La prohibición de introducir líquidos en los aviones se instauró en el 2006, tras descubrir que unos terroristas pretendían fabricar explosivos mediante diversos líquidos en un vuelo que partía de Londres con destino a Estados Unidos y Canadá. En la actualidad tan sólo se pueden transportar recipientes de menos de 100 ml en el equipaje de mano. En este apartado no sólo quedan descartados los líquidos, sino también productos de gel, aerosoles o mermelada por ejemplo.


El Parlamento Europeo pidió en el 2007 a la Comisión que revocara alguna de las restricciones, sin que la seguridad de los pasajeros quedara comprometida en ningún momento. En un principio 2010 parecía la fecha elegida para levantar algunas de ellas, pero finalmente todo queda aplazado hasta el 2013.


Suavizar el reglamento


El 29 de abril de 2011 los Estados miembros esperaban suavizar el reglamento, permitiendo por ejemplo la entrada de líquidos duty-free adquiridos en terceros países. Pero "un número creciente de países miembros", en palabras de la Comisión, rechazó la medida "por temor a confundir a los pasajeros". La Comisión cree que será en 2013, momento en el que los aeropuertos contarán con escáneres de líquidos, cuando se puedan introducir algunos cambios.


Brian Simpson admitió su decepción ante esta decisión y mantuvo que a la Comisión no le quedó más remedio que tomarla toda vez que importantes países mantenían su intención de seguir aplicando estas prohibiciones. "Al final los buenos son castigados y los malos se salen con la suya", subrayó. Además teme que en 2013 la situación acabe de la misma manera.


La seguridad como excusa


"No se trata de seguridad sino del coste que supone. Si fuera un tema de seguridad ¿cómo se explica que algunos Estados miembros se mostraran felices por terminar con las restricciones?" se preguntó el eurodiputado británico.
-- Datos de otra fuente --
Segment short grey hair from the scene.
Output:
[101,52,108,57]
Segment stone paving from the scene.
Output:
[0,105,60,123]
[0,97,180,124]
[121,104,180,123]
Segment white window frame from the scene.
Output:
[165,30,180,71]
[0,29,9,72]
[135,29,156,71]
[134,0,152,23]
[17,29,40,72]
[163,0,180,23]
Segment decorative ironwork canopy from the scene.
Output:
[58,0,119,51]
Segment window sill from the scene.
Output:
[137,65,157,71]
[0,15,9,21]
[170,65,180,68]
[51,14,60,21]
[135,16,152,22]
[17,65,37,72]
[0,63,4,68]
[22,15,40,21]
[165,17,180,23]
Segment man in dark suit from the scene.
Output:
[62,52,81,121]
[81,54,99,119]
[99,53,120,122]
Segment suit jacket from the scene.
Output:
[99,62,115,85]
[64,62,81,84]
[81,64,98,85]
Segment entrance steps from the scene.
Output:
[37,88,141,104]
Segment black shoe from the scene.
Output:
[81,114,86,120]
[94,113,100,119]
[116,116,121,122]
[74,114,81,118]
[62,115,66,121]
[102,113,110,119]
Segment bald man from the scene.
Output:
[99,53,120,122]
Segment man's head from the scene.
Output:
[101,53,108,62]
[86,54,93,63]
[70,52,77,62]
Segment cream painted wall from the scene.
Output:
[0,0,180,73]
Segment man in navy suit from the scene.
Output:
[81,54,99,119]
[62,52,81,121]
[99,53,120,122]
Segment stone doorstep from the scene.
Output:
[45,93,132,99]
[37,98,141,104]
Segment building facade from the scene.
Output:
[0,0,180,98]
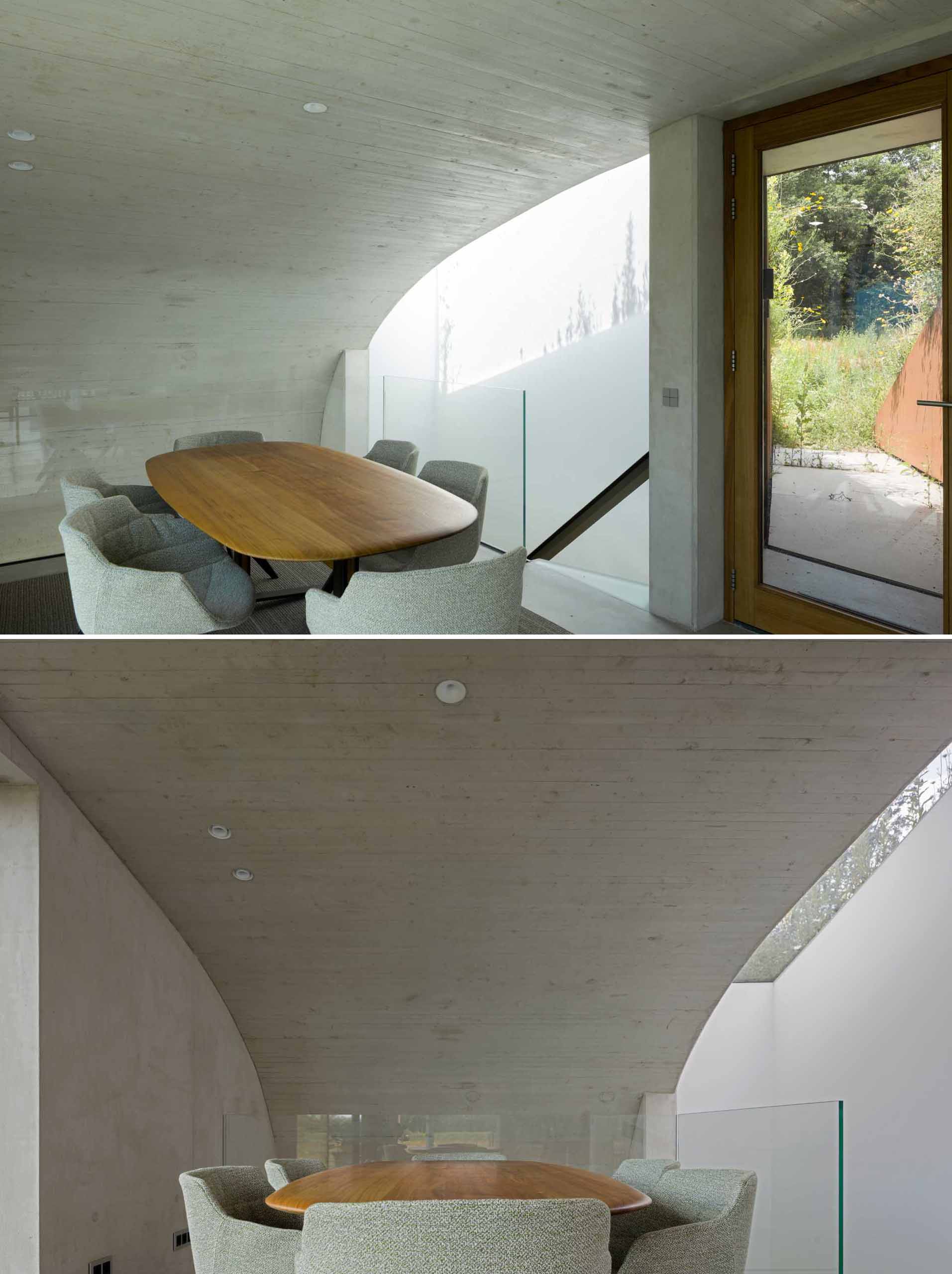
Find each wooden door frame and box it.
[724,56,952,636]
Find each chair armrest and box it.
[96,563,228,636]
[215,1217,301,1274]
[618,1220,737,1274]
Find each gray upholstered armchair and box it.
[60,496,255,633]
[609,1160,679,1269]
[363,438,420,475]
[294,1199,611,1274]
[265,1160,327,1190]
[172,429,264,451]
[361,460,489,572]
[620,1168,757,1274]
[60,469,175,515]
[179,1167,301,1274]
[305,548,525,636]
[411,1151,506,1163]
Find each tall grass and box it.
[771,325,919,451]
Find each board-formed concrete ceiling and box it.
[0,638,952,1149]
[0,0,952,560]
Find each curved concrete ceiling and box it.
[0,0,952,557]
[0,638,952,1151]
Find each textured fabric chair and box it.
[361,460,489,572]
[172,429,264,451]
[609,1160,681,1269]
[305,549,525,636]
[172,429,278,580]
[60,496,255,633]
[621,1168,757,1274]
[296,1199,611,1274]
[179,1167,301,1274]
[364,438,420,475]
[411,1151,506,1163]
[60,469,175,515]
[265,1160,327,1190]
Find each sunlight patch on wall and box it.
[436,155,649,390]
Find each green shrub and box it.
[771,326,919,451]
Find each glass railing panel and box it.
[297,1108,635,1173]
[381,376,527,549]
[678,1102,844,1274]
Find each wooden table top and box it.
[265,1160,651,1213]
[145,442,477,562]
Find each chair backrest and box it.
[364,438,420,475]
[60,469,112,514]
[413,460,489,569]
[612,1160,681,1195]
[172,429,264,451]
[265,1160,327,1190]
[411,1151,506,1163]
[622,1168,757,1274]
[298,1199,611,1274]
[609,1160,679,1269]
[179,1166,301,1274]
[305,548,525,636]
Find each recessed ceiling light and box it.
[436,682,466,703]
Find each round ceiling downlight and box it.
[434,682,466,703]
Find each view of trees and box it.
[766,143,942,452]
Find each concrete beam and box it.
[649,116,724,631]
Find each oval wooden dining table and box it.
[265,1160,651,1213]
[145,442,477,600]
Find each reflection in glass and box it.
[762,114,943,632]
[678,1102,843,1274]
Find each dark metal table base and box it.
[255,558,361,607]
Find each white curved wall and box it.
[0,725,271,1274]
[678,796,952,1274]
[370,157,649,582]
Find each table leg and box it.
[322,558,361,598]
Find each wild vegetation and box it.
[766,143,942,457]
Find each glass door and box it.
[736,75,948,633]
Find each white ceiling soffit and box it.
[0,638,952,1122]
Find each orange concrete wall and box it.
[873,306,945,482]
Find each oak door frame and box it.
[724,57,952,636]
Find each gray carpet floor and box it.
[0,562,566,637]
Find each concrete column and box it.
[649,116,724,631]
[0,774,39,1274]
[320,349,370,456]
[638,1093,678,1160]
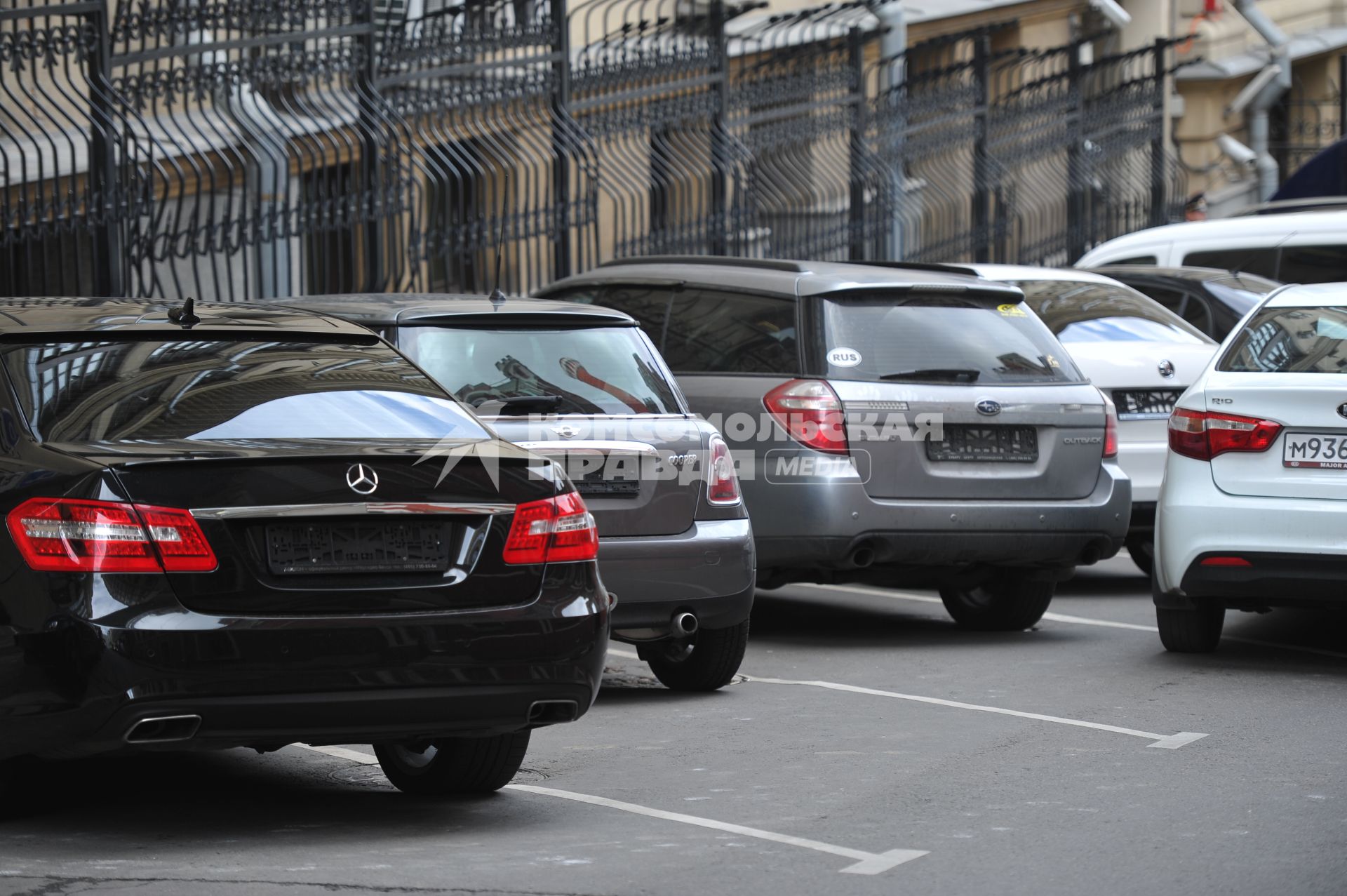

Además aseguró que "los principales aeropuertos no están dispuestos a comprar el equipamiento necesario y emplean el argumento de la seguridad como una excusa".


El conservador holandés Peter van Dalen, vicepresidente de la Comisión TRAN, advirtió que la Unión Europea debería esperar hasta que Europa disponga de escáneres de líquidos. "Europa aún se encuentra bajo la amenaza de ataques terroristas, especialmente ahora tras el asesinato de Bin Laden", subrayó.


Dieter-Lebrecht Koch, también vicepresidente de la Comisión de Transportes, está de acuerdo con Van Dalen y añade que levantar parcialmente algunas restricciones hubiera sido desconcertante  para los pasajeros. "La decisión de la Comisión implica mayor seguridad y menor confusión y burocracia para los viajeros", recalcó el popular alemán.